Solano County, California, 94510
United States
District information
Type Public
Motto Educate. Challenge. Inspire.
Grades Pre-K through 12
Established May 1850 (May 1850)
Superintendent Dr. Charles Young
Asst. Superintendent(s) Dr. Michael Gardner, Leslie Beatson
Director of education Leslie Beatson
Schools Elementary 4
Middle 1
High 2
District ID 0604620[1]
Students and staff
Students 5000
Teachers 225
Staff 150
Other information

Benicia Unified School District is a public school district based in Benicia, a city in Solano County, California. It operates two high schools, a middle school and four elementary schools. The district had approximately 5,000 students enrolled in the 2013–2014 school year.[2]

Early history[edit]

Benicia was one of the earliest communities in California to establish a public education system, and the first public school there was opened in 1849 by Reverend Sylvester Woodbridge, Jr., an Old School Presbyterian missionary from Long Island, New York. Woodbridge also established in Benicia the first Protestant church in California.[3] Woodbridge was one of four Presbyterian missionaries sent to California during the Gold Rush in 1849. One of them, Reverend Francis Hart of Missouri, died on the trip to California.[4]

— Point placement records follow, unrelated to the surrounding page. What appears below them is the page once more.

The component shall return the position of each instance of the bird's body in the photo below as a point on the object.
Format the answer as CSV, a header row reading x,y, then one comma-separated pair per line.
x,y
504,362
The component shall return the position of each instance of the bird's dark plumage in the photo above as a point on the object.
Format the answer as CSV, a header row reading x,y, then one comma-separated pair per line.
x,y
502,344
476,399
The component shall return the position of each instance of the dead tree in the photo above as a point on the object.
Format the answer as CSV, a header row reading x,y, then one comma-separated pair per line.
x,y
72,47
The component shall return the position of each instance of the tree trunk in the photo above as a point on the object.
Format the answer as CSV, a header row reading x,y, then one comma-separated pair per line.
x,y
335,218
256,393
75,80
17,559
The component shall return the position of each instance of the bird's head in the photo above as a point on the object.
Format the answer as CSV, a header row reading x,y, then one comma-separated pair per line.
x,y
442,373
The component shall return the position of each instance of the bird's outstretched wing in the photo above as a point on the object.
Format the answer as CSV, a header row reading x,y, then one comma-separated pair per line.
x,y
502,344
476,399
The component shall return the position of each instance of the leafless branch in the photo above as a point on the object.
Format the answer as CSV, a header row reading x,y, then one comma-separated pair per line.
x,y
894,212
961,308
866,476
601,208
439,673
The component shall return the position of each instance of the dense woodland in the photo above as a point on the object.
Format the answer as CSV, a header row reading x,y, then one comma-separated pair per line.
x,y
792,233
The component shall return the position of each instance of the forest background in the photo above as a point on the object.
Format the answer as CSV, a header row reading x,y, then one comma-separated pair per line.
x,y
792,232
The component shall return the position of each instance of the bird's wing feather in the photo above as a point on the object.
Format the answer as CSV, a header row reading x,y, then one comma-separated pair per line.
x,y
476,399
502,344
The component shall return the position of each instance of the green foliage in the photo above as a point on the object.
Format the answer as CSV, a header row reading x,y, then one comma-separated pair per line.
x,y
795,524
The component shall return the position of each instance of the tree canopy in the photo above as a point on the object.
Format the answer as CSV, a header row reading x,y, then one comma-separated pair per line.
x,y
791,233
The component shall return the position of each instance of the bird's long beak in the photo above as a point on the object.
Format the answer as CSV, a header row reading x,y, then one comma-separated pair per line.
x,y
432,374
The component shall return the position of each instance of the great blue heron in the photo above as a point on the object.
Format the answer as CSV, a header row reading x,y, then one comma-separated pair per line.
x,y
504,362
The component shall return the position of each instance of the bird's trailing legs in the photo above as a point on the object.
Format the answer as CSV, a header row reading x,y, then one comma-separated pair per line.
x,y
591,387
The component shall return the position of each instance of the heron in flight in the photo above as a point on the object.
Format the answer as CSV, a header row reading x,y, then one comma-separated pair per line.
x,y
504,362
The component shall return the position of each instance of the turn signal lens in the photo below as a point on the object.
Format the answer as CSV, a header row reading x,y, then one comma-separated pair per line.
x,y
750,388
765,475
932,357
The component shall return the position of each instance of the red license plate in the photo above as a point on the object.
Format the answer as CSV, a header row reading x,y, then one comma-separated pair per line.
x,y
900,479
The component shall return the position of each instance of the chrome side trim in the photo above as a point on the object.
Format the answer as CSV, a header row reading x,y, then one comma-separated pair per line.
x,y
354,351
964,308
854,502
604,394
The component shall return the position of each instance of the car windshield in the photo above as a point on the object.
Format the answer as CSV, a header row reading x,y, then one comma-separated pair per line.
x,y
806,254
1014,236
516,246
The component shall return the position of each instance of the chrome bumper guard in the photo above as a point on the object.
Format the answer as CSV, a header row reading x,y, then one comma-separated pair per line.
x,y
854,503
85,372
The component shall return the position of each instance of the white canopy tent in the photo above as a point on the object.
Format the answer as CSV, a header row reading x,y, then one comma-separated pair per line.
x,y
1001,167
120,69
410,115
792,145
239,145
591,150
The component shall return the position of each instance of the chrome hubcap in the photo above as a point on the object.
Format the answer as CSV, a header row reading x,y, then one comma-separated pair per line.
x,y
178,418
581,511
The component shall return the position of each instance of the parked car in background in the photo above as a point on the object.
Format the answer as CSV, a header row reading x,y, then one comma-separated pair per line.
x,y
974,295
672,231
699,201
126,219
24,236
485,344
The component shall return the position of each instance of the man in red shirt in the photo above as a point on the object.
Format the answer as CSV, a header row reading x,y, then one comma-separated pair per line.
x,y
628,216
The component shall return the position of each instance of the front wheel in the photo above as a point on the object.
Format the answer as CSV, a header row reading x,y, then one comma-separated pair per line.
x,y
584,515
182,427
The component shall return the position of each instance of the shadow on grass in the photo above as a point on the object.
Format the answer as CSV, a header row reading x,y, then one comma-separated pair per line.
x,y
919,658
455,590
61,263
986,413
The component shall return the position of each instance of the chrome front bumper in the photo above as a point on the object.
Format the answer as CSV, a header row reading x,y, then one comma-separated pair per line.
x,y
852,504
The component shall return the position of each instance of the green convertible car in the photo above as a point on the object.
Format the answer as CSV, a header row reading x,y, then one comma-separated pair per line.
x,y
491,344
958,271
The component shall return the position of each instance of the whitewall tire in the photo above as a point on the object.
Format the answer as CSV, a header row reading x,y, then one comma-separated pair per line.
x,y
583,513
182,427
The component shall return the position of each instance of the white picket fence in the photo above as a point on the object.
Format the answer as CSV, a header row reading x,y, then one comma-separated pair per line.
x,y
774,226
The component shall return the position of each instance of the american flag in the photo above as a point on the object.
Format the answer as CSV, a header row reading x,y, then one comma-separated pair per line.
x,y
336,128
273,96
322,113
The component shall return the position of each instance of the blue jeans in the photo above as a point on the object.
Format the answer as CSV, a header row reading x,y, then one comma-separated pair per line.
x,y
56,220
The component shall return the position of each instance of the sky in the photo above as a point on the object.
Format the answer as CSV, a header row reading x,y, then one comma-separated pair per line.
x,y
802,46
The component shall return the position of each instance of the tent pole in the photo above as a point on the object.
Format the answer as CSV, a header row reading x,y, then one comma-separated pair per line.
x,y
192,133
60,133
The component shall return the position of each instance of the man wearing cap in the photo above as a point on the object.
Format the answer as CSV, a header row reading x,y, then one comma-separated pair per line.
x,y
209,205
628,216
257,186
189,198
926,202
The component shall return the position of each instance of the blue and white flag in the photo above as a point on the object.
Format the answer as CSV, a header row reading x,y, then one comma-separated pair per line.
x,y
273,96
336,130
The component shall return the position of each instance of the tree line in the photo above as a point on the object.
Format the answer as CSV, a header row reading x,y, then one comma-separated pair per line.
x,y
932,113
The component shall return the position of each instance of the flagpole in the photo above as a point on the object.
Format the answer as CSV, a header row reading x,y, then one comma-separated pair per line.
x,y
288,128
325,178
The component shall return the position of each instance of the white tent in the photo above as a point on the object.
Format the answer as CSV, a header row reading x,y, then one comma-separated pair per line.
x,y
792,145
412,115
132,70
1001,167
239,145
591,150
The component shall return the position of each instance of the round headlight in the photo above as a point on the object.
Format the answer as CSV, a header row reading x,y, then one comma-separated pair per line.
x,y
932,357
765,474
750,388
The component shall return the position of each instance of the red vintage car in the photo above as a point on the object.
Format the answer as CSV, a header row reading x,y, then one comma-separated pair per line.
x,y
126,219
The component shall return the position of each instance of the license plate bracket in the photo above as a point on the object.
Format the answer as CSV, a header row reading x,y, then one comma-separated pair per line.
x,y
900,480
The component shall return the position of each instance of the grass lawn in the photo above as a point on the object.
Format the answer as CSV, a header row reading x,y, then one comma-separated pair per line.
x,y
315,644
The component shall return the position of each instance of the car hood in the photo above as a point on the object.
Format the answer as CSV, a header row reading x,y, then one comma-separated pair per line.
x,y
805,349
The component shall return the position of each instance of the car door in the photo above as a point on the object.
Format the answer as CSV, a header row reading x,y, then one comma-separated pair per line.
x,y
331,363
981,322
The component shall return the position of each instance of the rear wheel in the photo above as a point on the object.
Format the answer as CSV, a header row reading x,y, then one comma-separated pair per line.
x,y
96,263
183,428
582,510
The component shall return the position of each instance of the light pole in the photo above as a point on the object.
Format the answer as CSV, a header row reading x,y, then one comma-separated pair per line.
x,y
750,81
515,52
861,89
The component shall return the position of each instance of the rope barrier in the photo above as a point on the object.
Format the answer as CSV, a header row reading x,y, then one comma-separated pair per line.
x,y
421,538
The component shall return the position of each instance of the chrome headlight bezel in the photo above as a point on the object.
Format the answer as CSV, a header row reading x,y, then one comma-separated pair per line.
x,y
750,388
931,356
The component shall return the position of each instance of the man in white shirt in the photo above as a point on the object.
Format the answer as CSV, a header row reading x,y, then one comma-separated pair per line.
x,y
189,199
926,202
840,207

The Board of Education in Benicia, which later became the Benicia Unified School District, was organized in May 1850. The board agreed to pay Woodbridge $1000.00 for his work as a teacher that first year, making the payment to him in city bonds.[5] Woodbridge was later appointed the first Commissioner of Common Schools for Solano County.[6]

Benicia was California's state capital for just over a year in 1853 and 1854. The state capital was then relocated permanently to Sacramento.[3] By 1855, there were 71 students enrolled in the Benicia school system.[5]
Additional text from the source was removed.